Abstract

Shah AS, Griffiths M, Lee KK et al. BMJ 2015; 350: g7873.
Shah and colleagues used a high sensitivity cardiac troponin I assay to investigate the impact of using gender-specific 99th percentiles on myocardial infarction incidence. The group looked at the classification of 1126 patients (504 female, 622 male) with symptoms of acute coronary syndrome as having/had a type 1 myocardial infarction using a standard (less sensitive) troponin I assay with a single, gender-independent threshold (50 ng/L). The patients were then reclassified using a high sensitivity troponin I assay with gender-specific thresholds (females: 16 ng/L, males: 34 ng/L). Using the standard assay, 11% of the females and 19% of the males were classified as having/had type 1 myocardial infarction. Using the high sensitivity assay and the gender-specific thresholds, 11% more females but only 2% more males were identified as having/had a type 1 myocardial infarction.
Shah et al. also followed the death and reinfarction rates in the study participants over 12 months. This showed that the significant number of additional women identified as having/had myocardial infarction using only the high sensitivity assay had similar clinical outcomes to those women diagnosed with myocardial infarction using the standard assay. These additional women also had significantly increased death and reinfarction rates compared to those women stratified as ‘no myocardial infarction’ by the high sensitivity assay. The group also demonstrated that although the same proportion of men and women report chest pain and have ECG changes, women are less likely to be diagnosed with and treated for myocardial infarction. The authors suggest that the under-diagnosis of myocardial infarction in women is due to the use of inappropriate diagnostic thresholds.

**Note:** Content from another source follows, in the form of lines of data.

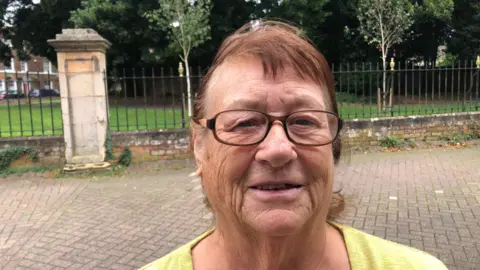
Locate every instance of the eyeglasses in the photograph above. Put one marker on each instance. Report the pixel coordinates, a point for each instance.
(248, 127)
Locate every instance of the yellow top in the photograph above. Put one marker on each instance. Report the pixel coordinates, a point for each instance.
(364, 251)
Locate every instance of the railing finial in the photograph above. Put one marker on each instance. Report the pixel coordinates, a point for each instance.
(180, 69)
(392, 64)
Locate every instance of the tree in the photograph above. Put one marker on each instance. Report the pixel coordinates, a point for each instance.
(226, 17)
(431, 28)
(187, 23)
(309, 15)
(465, 40)
(5, 51)
(31, 24)
(122, 23)
(384, 23)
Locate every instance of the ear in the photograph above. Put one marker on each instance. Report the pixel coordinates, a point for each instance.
(198, 151)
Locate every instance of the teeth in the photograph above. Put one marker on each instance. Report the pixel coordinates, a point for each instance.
(275, 186)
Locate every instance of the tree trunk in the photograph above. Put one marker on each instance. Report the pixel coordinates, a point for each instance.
(384, 82)
(189, 91)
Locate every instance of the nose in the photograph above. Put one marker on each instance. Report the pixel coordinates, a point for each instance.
(276, 149)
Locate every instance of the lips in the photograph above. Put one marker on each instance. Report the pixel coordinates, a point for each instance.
(275, 186)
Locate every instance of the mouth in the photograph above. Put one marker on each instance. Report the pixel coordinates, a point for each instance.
(275, 187)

Women, possibly due to their smaller ventricular mass, have twofold lower circulating levels of cardiac troponin than men. This difference was not discernable using standard assays due to their lack of analytical sensitivity and precision. Shah et al. have demonstrated that by using a single diagnostic cut off, even with a high sensitivity assay, women are significantly under-diagnosed with myocardial infarction. This paper showed that the proportion of myocardial infarction diagnoses in men and women became similar when a lower diagnostic threshold for women was used. This paper therefore suggests that using gender-specific thresholds will correctly identify more high-risk women, improve their long-term outcomes and reduce gender inequalities in the management and treatment of myocardial infarction.